The evening celebration started with a banquet of soul food favorites such as fried chicken, collard greens, black-eyed peas and more, and then student performers recited poetry and historical facts, danced and gave a black history tribute.
Then the celebration took a serious tone when guest speaker Wheeler Parker Jr. reminded everyone that if you don’t know your history, you’re destined to relive it.
“History is sometimes not pretty,” he said.
During his presentation, Parker, who lives in Illinois and speaks about civil rights, shared a video that recapped his horrifying experience in Mississippi amid racial turmoil and tension.

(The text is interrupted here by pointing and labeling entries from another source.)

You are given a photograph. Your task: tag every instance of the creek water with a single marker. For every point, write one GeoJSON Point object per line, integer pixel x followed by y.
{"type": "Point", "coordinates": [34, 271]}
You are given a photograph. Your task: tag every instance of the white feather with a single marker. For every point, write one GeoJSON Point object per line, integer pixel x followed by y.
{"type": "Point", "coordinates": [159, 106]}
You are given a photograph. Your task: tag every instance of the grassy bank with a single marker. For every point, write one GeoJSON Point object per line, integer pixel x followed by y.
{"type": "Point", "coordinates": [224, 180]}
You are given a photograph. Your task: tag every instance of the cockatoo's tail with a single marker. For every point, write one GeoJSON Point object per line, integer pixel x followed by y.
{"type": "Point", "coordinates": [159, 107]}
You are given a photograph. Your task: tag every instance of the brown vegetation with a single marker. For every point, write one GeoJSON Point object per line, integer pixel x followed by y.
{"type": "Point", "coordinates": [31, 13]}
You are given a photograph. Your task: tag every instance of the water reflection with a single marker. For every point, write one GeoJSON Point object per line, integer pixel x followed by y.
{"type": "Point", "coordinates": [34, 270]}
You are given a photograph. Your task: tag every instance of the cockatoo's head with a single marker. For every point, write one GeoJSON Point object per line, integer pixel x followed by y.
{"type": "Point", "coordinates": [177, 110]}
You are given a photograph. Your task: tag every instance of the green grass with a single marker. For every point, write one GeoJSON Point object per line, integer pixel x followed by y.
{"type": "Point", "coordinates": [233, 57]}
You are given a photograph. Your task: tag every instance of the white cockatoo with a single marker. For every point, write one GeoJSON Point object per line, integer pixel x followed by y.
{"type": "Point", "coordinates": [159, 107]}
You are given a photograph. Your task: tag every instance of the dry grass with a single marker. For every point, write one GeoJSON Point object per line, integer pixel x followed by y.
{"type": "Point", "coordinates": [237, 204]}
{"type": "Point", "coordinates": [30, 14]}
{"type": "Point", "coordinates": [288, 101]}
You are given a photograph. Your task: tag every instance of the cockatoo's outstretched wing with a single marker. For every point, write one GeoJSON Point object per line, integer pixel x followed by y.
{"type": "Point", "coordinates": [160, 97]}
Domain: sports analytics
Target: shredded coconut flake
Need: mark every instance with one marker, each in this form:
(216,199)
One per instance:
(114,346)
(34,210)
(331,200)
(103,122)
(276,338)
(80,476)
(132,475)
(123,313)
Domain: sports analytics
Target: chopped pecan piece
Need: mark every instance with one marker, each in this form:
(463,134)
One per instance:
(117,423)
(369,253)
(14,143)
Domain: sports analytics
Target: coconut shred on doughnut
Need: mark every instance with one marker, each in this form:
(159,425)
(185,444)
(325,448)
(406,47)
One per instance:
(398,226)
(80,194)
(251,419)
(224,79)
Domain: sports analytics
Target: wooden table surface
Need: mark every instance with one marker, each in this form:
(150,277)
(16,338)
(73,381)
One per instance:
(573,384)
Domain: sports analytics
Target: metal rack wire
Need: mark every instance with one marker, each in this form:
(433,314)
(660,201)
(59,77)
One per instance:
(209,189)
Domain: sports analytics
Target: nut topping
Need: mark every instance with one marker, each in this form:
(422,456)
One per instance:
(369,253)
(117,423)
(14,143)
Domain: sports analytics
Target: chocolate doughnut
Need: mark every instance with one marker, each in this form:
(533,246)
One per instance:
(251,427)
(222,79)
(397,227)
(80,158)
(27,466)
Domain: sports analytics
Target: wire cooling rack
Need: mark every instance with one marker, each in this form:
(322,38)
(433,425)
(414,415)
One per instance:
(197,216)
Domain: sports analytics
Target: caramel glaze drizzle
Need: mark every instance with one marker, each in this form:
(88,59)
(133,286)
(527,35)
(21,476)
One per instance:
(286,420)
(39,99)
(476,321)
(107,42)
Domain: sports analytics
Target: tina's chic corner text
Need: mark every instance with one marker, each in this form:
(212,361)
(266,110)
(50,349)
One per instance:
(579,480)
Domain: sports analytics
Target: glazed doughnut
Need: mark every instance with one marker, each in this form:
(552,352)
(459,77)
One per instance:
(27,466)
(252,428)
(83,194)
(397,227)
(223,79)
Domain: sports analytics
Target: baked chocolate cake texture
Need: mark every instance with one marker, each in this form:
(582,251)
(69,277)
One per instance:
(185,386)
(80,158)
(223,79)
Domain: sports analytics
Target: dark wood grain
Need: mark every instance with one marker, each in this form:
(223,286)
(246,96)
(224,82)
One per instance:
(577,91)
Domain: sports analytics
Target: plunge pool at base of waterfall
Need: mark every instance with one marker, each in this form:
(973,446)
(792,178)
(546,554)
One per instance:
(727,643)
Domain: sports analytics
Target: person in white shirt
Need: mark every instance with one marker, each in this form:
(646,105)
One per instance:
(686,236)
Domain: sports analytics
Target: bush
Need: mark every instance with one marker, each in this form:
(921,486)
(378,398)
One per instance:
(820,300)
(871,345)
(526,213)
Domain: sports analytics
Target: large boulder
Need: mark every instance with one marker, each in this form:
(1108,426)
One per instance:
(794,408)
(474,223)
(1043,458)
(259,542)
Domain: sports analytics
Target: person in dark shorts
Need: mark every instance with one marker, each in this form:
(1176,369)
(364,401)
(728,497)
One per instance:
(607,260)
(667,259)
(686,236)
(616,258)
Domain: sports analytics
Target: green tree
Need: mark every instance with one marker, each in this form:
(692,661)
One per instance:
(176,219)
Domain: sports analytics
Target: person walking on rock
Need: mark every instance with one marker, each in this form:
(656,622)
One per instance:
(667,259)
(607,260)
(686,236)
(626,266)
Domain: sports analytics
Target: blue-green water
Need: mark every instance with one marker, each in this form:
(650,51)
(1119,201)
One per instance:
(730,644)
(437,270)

In 1955, Emmett Till went to Mississippi to visit family. During that visit, Parker and his cousin, Till, who were teenagers, along with another family member Simeon Wright, went to a grocery store in Money, Miss., where Till whistled at the wife of the store owner, who was white. Days later Till was abducted from his great-uncle’s house by two white men, and days later, he was found dead after a torturous murder.
The two accused of the crime, Roy Bryant and J.W. Milam, were found not guilty by an all-white jury. But since then, new evidence in the case has been uncovered.
Parker said he speaks of the tragedy not to stir up animosity, ill-will or hate, but so that others know history.
Dorothy Parker-Jarrett, principal at Summerour Middle School and a relative of Parker, said the school has always been an environment that is community- and family-oriented and is focused on ways to bring the community together.
But she said the students are the focus of the program.
“I am just really so excited about the participation I have seen here throughout the week as the school has been preparing for the program,” Parker-Jarrett said. “I’m so proud of these kids.”
Claude Jean-Pois, parent of sixth grader, Emma Jean-Pois, attended the celebration with his daughter in a traditional African gown from the Republic of Mali. He called the event priceless because it is a school of great diversity.
“Several countries and cultures are represented here,” Jean-Pois said. “This school particularly takes time to celebrate each culture. This is good because the kids get at least one shot of getting concentrated information about African heritage and African-American heritage.”
The school also holds a Hispanic celebration in the fall and an international celebration in spring.